# Introduction

This competition is hosted by the third largest insurance company in Brazil: Porto Seguro with the task of predicting the probability that a driver will initiate an insurance claim in the next year.

This notebook will aim to provide some interactive charts and analysis of the competition data by the way of the Python visualization library Plot.ly and hopefully bring some insights and beautiful plots that others can take and replicate. Ploy.ly is one of the main products offered by the SW company - Plotly which specializes in providing online graphical and statistical visualizations(charts and dashboards) as well as an API to a whole rich suite of programming languages and tools such as Python, R, Matlab, Node.js etc.

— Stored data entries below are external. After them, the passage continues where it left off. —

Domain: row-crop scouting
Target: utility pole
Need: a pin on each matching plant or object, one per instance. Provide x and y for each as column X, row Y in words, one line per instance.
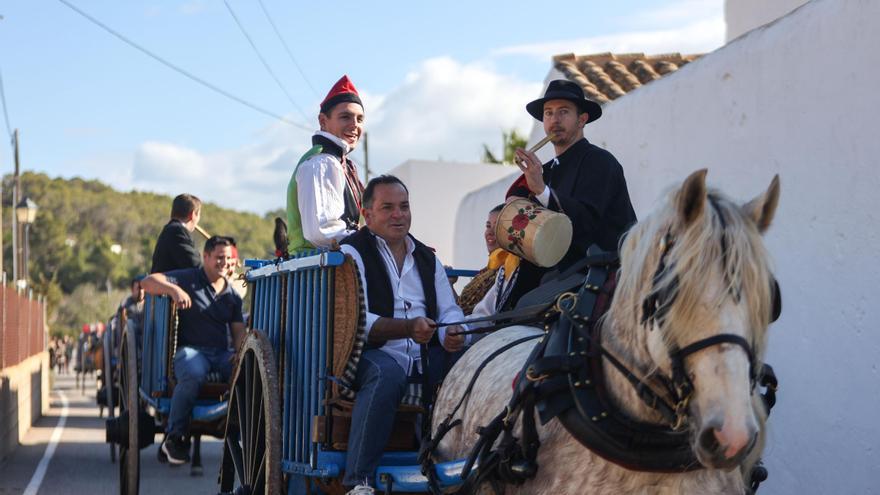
column 15, row 191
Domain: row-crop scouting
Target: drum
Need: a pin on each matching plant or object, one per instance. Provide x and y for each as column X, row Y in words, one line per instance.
column 533, row 232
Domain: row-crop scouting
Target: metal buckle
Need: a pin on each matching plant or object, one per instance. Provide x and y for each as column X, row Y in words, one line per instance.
column 563, row 298
column 530, row 376
column 681, row 413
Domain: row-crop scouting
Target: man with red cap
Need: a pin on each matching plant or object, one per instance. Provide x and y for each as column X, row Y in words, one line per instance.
column 324, row 194
column 583, row 181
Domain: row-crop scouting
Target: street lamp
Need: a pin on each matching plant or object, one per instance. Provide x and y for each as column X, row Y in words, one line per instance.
column 25, row 213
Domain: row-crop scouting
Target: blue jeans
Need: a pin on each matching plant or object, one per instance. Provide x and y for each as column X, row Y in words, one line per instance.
column 191, row 366
column 381, row 383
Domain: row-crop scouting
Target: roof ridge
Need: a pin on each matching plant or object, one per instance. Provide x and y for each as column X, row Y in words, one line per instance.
column 606, row 76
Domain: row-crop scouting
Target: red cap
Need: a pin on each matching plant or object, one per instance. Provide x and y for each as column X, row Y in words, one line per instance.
column 341, row 92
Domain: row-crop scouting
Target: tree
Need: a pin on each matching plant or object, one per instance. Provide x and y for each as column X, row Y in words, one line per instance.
column 510, row 141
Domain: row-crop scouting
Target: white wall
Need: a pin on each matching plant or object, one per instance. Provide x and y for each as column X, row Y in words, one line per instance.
column 741, row 16
column 799, row 97
column 470, row 221
column 435, row 192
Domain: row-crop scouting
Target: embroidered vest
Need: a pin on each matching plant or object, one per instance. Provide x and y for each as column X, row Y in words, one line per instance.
column 296, row 241
column 379, row 293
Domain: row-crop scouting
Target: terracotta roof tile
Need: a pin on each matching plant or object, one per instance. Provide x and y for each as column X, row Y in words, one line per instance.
column 608, row 76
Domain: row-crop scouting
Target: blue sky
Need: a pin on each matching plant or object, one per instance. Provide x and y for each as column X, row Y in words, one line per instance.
column 438, row 80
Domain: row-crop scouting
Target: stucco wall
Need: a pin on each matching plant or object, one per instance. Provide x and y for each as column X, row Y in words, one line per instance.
column 800, row 98
column 24, row 397
column 436, row 190
column 741, row 16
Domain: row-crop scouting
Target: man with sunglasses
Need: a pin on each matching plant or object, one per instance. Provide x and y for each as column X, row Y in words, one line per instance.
column 175, row 248
column 207, row 306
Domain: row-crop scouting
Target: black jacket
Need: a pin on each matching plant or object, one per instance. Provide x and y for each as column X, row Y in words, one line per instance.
column 174, row 249
column 588, row 185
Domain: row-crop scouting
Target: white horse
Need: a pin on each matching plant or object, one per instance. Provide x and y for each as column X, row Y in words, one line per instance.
column 718, row 267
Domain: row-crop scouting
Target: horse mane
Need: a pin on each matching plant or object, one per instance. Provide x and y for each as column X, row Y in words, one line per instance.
column 694, row 258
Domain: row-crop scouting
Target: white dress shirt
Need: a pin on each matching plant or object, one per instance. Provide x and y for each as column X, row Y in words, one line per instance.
column 320, row 189
column 409, row 300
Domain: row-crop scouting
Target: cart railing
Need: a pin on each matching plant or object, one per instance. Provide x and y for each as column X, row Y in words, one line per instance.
column 293, row 304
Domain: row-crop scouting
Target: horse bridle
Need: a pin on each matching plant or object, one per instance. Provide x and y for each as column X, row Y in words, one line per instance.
column 679, row 387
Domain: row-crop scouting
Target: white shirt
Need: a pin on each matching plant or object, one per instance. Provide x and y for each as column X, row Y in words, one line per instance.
column 544, row 197
column 320, row 190
column 486, row 306
column 409, row 299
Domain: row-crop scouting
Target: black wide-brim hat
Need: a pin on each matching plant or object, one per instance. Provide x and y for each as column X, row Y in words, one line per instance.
column 563, row 89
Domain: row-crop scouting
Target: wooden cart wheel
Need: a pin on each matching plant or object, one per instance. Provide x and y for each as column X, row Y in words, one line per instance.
column 129, row 403
column 109, row 383
column 252, row 446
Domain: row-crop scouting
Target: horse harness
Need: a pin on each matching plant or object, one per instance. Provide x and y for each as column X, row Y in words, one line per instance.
column 564, row 378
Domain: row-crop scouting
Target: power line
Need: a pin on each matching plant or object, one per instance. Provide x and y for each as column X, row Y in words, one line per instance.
column 289, row 53
column 184, row 72
column 5, row 113
column 263, row 59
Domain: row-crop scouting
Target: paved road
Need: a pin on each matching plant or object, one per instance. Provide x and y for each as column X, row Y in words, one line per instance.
column 81, row 462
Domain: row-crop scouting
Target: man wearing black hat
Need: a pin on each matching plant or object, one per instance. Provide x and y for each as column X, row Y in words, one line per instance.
column 584, row 181
column 324, row 193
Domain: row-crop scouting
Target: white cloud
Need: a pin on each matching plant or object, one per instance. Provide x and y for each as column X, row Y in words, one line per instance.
column 442, row 109
column 252, row 178
column 446, row 109
column 699, row 34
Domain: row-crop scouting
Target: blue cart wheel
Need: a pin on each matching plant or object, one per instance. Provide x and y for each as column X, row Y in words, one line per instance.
column 109, row 383
column 129, row 404
column 252, row 445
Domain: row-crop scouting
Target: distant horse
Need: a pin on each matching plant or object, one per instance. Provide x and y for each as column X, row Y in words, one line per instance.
column 701, row 257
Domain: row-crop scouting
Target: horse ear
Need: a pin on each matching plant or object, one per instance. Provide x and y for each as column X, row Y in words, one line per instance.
column 763, row 208
column 691, row 198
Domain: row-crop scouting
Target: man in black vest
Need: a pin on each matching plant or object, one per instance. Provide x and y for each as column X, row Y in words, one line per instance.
column 584, row 181
column 406, row 292
column 175, row 248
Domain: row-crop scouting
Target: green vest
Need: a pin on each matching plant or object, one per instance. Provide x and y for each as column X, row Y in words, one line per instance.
column 296, row 241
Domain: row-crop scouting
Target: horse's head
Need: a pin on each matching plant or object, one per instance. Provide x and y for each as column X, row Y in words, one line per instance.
column 696, row 286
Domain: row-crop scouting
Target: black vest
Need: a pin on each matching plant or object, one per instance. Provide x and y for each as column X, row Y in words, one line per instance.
column 351, row 215
column 379, row 293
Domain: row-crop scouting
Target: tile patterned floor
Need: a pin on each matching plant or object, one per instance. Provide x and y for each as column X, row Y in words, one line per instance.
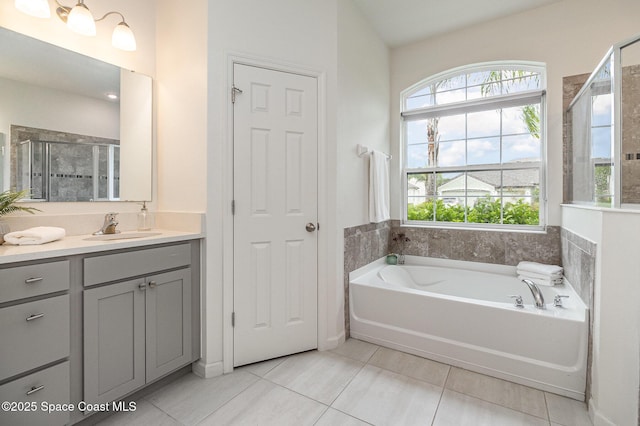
column 355, row 384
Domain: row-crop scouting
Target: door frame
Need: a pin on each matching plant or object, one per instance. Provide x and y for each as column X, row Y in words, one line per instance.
column 227, row 217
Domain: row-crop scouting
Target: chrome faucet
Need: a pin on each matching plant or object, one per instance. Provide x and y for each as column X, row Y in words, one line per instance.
column 537, row 294
column 109, row 225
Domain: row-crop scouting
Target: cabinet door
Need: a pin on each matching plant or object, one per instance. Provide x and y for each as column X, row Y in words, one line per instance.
column 168, row 312
column 114, row 328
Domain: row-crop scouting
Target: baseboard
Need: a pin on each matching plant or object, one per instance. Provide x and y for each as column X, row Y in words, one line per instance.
column 597, row 418
column 207, row 371
column 332, row 342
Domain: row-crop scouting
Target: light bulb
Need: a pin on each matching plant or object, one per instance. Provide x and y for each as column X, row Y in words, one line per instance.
column 123, row 37
column 37, row 8
column 81, row 21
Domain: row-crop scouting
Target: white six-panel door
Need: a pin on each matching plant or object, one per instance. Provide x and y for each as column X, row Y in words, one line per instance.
column 275, row 197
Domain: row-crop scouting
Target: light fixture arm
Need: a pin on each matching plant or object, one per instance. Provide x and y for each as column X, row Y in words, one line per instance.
column 122, row 38
column 63, row 12
column 111, row 13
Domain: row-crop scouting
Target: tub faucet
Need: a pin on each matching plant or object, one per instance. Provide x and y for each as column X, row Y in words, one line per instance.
column 109, row 225
column 537, row 294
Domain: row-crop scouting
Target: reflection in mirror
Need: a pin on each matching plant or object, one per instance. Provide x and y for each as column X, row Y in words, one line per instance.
column 78, row 129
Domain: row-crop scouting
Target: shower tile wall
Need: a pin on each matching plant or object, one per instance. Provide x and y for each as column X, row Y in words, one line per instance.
column 363, row 244
column 73, row 180
column 630, row 134
column 579, row 261
column 503, row 248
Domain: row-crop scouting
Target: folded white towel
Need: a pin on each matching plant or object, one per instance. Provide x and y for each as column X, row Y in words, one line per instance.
column 546, row 282
column 536, row 275
column 34, row 236
column 539, row 268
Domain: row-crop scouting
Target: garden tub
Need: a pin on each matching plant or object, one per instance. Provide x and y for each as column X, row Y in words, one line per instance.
column 462, row 313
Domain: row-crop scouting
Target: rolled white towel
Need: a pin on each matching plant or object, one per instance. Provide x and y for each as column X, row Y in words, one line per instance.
column 535, row 275
column 35, row 236
column 539, row 268
column 546, row 282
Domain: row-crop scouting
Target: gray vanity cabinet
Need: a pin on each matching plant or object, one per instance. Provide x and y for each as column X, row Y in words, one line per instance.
column 168, row 322
column 114, row 333
column 138, row 330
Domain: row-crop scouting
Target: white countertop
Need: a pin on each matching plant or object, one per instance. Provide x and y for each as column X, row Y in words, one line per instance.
column 78, row 244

Listed below for easy convenience are links to the various Plotly plots in this notebook:

- Simple horizontal bar plot - Used to inspect the Target variable distribution
- Correlation Heatmap plot - Inspect the correlation between the different features
- Scatter plot - Compare the feature importances generated by Random Forest and Gradient-Boosted model
- Vertical bar plot - List in descending order, the importance of the various features
- 3D Scatter plot

The themes in this notebook can be briefly summarized below:

1. Data Quality Checks - Visualizing and evaluating all missing/Null values (values that are -1)
2. Feature inspection and filtering - Correlation and feature Mutual information plots against the target variable. Inspection of the Binary, categorical and other variables.
3. Feature importance ranking via learning models - Building a Random Forest and Gradient Boosted model to help us rank features based off the learning process.

Let's Go

In [1]:
# Let us load in the relevant Python modules
import matplotlib.pyplot as plt
import numpy as np
import pandas as pd
import plotly.offline as py
import seaborn as sns

py.init_notebook_mode(connected=True)
import warnings
from collections import Counter

import plotly.graph_objs as go
import plotly.tools as tls
from sklearn.feature_selection import mutual_info_classif

warnings.filterwarnings("ignore")

Let us load in the training data provided using Pandas:

In [2]:
train = pd.read_csv("../input/train.csv")
train.head()

Unnamed: 0,id,target,ps_ind_01,ps_ind_02_cat,ps_ind_03,ps_ind_04_cat,ps_ind_05_cat,ps_ind_06_bin,ps_ind_07_bin,ps_ind_08_bin,...,ps_calc_11,ps_calc_12,ps_calc_13,ps_calc_14,ps_calc_15_bin,ps_calc_16_bin,ps_calc_17_bin,ps_calc_18_bin,ps_calc_19_bin,ps_calc_20_bin
0,7,0,2,2,5,1,0,0,1,0,...,9,1,5,8,0,1,1,0,0,1
1,9,0,1,1,7,0,0,0,0,1,...,3,1,1,9,0,1,1,0,1,0
2,13,0,5,4,9,1,0,0,0,1,...,4,2,7,7,0,1,1,0,1,0
3,16,0,0,1,2,0,0,1,0,0,...,2,2,4,9,0,0,0,0,0,0
4,17,0,0,2,0,1,0,1,0,0,...,3,1,1,3,0,0,0,1,1,0


In [3]:
# Taking a look at how many rows and columns the train dataset contains
rows = train.shape[0]
columns = train.shape[1]
print(f"The train dataset contains {rows} rows and {columns} columns")

The train dataset contains 595212 rows and 59 columns